A systematic process
In theory, requirements management, as described in the standard "IEEE 24765:2017 - Systems and Software Engineering", is a systematic process that is easy to grasp: from requirements elicitation to requirements analysis, requirements specification and requirements validation. In practice, however, it is a great challenge to create good requirements. This is because they should be correct, unambiguous, complete, free of contradictions, rated according to importance and/or stability, verifiable, modifiable and traceable.
>> Read part 1 of the article series "ChatGPT in the industry"!
Two software pioneers put these aspects in a nutshell: As early as 1970, Dr. Winston W. Royce stated that for a development order for a hardware development of around 5 million dollars, a sufficiently good description of the requirements is available with around 30 pages of specifications and a satisfactory project result can therefore be expected. To comprehensively specify a software development project with the same budget, 1500 pages of requirements description would be necessary - for a comparably good project result. In other words, the sheer volume of information to be described is a huge task. Fred Brooks summarized it in his 1995 book "The Mythical Man-Month": "The hardest part of developing a software system is deciding exactly what to build." In addition, in many development projects there is the dynamic that only in the course of the project is enough information available to really decide what really creates value and should therefore be built and what should not. This relationship is also shown in Figure 1 as an orange line (imagination) and a green line (reality).
Requirements often text-based
The good news is, as already explained in part 4 of this series with the creation of agile work descriptions: requirements are very often described in natural language, which is why the use of generative AI tools/LLMs (ChatGPT, Microsoft Copilot, Google Gemine) is almost inevitable. This is because LLMs can handle particularly complex text-based tasks efficiently and offer useful advantages for requirements management by analyzing and generating natural language. Specific text tasks can be, for example Obtaining and summarizing requirements information - describing market and customer descriptions, personas, functional and non-functional requirements, describing technical constraints, describing legal regulations, and generally checking and updating requirements descriptions for consistency. By using LLMs, it is even possible to conduct virtual interviews. And although the results that can be achieved are amazingly useful, it is always important to bear in mind when dealing with AI-generated texts: the results are "only" to be classified as formulation suggestions. Whether it is correct or not is the sole responsibility and responsibility of the prompt creator.

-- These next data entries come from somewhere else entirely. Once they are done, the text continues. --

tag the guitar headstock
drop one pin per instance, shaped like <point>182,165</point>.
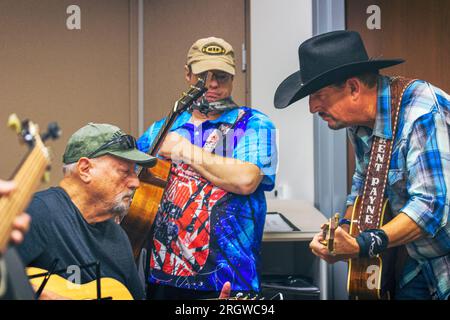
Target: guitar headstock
<point>192,94</point>
<point>328,230</point>
<point>28,133</point>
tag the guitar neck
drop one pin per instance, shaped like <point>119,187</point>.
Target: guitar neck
<point>170,119</point>
<point>27,180</point>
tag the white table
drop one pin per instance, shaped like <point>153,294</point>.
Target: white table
<point>302,214</point>
<point>308,219</point>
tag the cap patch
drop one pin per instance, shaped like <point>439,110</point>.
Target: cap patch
<point>213,49</point>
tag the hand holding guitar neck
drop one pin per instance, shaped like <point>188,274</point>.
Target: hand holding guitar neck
<point>328,230</point>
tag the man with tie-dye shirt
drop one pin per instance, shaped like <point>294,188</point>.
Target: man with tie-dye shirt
<point>209,226</point>
<point>346,90</point>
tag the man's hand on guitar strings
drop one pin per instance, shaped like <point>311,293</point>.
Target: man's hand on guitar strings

Describe generative requirements
When working with LLMs and creating good prompts, the following simple principle applies: the better the compilation of the input information and the more precise the request, the more useful the generated formulation result that we can expect. As already described for the generation of epics and user stories, "divide and conquer" also applies to the successful use of LLMs for requirements creation. This means breaking down the requirements into coherent content blocks that can also be clearly assigned in terms of their abstraction levels. In prompt engineering terms, the "Chain of Thoughts" technique is the leading prompt tactic. At talsen team, we use the levels of decomposition as described in behavior-driven software development (BDD) in our day-to-day business(Figure 2). It should be noted that the descriptions of the work description merge seamlessly with the descriptions of the specification. This reflects the fact that useful and valuable insights are often gained during the "making" process, from which concrete specifications can be derived. If there is a break in the system or the description logic, this is not only more difficult for product management. It also reduces the potential success of generative AI methods, as the input information for a good prompt is likely to be incomplete.

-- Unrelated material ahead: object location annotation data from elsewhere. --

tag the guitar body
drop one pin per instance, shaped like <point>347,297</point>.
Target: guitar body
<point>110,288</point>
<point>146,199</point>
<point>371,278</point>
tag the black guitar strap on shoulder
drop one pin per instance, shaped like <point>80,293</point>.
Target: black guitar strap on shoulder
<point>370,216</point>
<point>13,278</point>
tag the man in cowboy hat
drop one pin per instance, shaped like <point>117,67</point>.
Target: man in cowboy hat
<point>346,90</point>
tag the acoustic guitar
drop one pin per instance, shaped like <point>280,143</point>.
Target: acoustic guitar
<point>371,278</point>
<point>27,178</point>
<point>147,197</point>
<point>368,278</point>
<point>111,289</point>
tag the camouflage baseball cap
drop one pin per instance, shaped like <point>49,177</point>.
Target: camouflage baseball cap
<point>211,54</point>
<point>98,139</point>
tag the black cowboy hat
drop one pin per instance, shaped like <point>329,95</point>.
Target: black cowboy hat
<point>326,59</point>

Figure 3: An example of suitable abstraction levels for the AI-supported, step-by-step, generative creation of requirements descriptions.
© talsen teamIn the following, the value contributions in the dependency tree for the generative creation of specifying and work-describing artifacts along the different levels of abstraction are illustrated using a small example of a simple IIoT application(Figure 3). The subdivision into the different abstraction levels is a great help when using LLMs at the current state of the art. If the queries become too complex or cover too broad a range of content, the responses from ChatGPT and the like are generally generalized and therefore hardly useful in terms of a precise formulation of requirements.

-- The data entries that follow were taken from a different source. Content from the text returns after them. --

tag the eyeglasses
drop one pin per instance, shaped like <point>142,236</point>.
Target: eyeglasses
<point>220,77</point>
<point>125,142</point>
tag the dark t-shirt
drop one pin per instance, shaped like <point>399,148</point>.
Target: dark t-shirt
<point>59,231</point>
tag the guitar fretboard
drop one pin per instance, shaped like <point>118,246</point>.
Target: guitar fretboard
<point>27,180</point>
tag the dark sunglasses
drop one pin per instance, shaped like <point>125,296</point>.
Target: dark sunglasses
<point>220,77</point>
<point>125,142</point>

>> Read part 2 of the article series "ChatGPT in the industry"!
The final stage and the source for the decisive details in the specification work are the feature files, which also come from the world of behavior-driven software development. They represent the last level before concrete implementation in tests and productive code. An example of such a feature file - written in the specification language Gherkin as part of a small IIoT example - could be formulated as follows:
- FEATURE: Connect digital temperature sensor via OPC-UA
- SCENARION: Initialization of a temperature sensor
- GIVEN: a functional, installed and commissioned temperature sensor with the ID "123"
- AND the IIoT system is deactivated
- IF the IIoT system is activated
- THEN the temperature sensor is initialized via OPC-UA with the given parameters
- AND the temperature sensor continuously transmits measured values according to the set parameter values.
This result could, for example, be generated automatically from the chain of the previously created, higher abstraction levels of the artifacts. If, as shown in Figure 4, code from the existing code base is integrated into the prompt context, it is also possible to create the test code in parallel with the behavioral description of the feature file. The developer should not be afraid of long prompts: A prompt enriched with all important content may well contain several hundred lines of text.
>> Read part 3 of the article series "ChatGPT in the industry"!
The choice of Gherkin as a proven specification language in behavior-driven software development is not arbitrary. Due to its formalized description structure, Gherkin is very close to the actual process structures in the code. This means that the level of abstraction to executable code and the associated automated test is very low. Prompts that contain Gherkin as input and context are therefore not only extremely precise and yet easy to understand requirement descriptions, but also excellent starting points for generative software creation with LLMs.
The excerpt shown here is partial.